2. An electrostatic fluidized bed coating unit as defined in claim 1, wherein said exhaust system means includes a perforated plate occupying only the area directly above the fluidized bed, and suction means for maintaining a pressure lower than atmospheric pressure in the area immediately above the perforated plate so as to draw the fluidizing gas and powder through the openings in the perforated plate.

3. An electrostatic fluidized bed coating unit as defined in claim 2, wherein the exhaust system means includes a hood located above said perforated plate and means for maintaining the hood at a pressure lower than atmospheric pressure.

4. An electrostatic fluidized bed coating unit as defined in claim 3, wherein adjustable openings to the atmosphere are provided in said hood to enable control of the rate of venting of air from the coating chamber.

5. An electrostatic fluidized bed coating unit as defined in claim 2, wherein the exhaust system means is open to the atmosphere and further comprising exhaust ducts adjacent to the top of the perforated plate and connected to said suction means for maintaining the area above the porous plate at a pressure lower than atmospheric pressure.

6. An electrostatic fluidized bed coating unit as defined in claim 2, wherein the holes in the perforated plate are of various different predetermined sizes and in predetermined locations to effect a substantially uniform suction of powder particles across the entire area of the fluidized bed.

7. An electrostatic fluidized bed coating unit as defined in claim 1, wherein the coating chamber is maintained at slightly less than atmospheric pressure.
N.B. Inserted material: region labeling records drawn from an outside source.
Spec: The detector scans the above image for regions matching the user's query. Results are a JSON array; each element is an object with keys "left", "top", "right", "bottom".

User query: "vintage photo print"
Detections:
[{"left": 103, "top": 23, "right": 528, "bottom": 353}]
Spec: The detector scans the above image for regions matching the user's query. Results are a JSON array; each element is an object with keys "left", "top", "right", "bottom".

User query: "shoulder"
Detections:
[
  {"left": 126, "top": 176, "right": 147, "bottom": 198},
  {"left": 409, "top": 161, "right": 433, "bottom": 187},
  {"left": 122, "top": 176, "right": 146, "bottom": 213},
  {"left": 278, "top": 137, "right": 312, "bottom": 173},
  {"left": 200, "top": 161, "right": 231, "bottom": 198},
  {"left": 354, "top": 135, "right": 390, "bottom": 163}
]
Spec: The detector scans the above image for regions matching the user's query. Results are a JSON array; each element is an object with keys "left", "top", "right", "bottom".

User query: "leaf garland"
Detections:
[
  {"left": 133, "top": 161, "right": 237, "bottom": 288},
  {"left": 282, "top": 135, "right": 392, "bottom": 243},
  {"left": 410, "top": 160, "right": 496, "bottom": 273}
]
8. An electrostatic fluidized bed coating unit as defined in claim 7, wherein the ceiling of the coating chamber is at least one foot above the porous plate to minimize variation of the air velocity within the coating chamber and, in the case of a horizontal coating unit having end openings for the passage of the objects to be coated, to minimize the amount of air required to be drawn through the openings provided for the passage of the articles to be coated.

9. An electrostatic fluidized bed coating unit as defined in claim 7, wherein the coating chamber is a horizontal coating chamber having end openings for the passage of the objects to be coated and wherein the width of the coating chamber is equal to the width of the fluidized bed but the length thereof extends to at least four inches from both ends of the fluidized bed to limit distortion of the cloud within the coating chamber by air entering through the end openings due to the negative pressure of the coating chamber.
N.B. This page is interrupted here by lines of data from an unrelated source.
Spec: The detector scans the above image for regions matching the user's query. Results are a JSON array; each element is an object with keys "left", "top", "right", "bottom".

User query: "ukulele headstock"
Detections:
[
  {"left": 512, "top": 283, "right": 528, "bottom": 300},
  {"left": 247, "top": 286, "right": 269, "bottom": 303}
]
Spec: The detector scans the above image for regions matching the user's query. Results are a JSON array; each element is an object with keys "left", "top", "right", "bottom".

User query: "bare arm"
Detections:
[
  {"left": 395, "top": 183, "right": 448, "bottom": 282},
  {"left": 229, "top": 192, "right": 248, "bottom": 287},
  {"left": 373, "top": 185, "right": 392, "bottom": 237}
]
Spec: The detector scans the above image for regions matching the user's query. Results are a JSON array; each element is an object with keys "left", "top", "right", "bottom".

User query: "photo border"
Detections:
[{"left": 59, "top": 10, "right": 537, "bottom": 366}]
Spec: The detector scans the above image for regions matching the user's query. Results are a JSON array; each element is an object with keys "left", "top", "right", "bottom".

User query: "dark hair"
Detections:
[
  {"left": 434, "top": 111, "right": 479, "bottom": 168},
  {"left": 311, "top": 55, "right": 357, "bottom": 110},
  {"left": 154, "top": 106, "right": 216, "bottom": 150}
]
10. An electrostatic fluidized bed coating unit as defined in claim 9, wherein at least one of the containing walls form a powder retaining wall for the fluidized bed, said powder retaining wall having a height such as to determine the powder level of the fluidized bed and also permit a uniform overflow of excess powder from the fluidized bed across the length of said powder retaining wall, and wherein the extended portion of the coating chamber includes a sloping floor which is secured to the side of said powder retaining wall and has openings at its lower end for overflow of excess powder from the coating chamber over said powder retaining wall.

11. An electrostatic fluidized bed coating unit as defined in claim 1, wherein the coating chamber is a vertical coating chamber and wherein the pressure within the coating chamber is a positive pressure less than the plenum chamber pressure.

12. An electrostatic fluidized bed coating unit as defined in claim 1, wherein flanges for clamping the porous plate to extend outward from the walls of the plenum chamber and of said containing walls so that within the coating chamber air may pass unhindered through the porous plate right up to the limits of the containing walls of the plenum chamber.

13. An electrostatic fluidized bed coating unit as defined in claim 1, further comprising means for vibrating the whole coating chamber.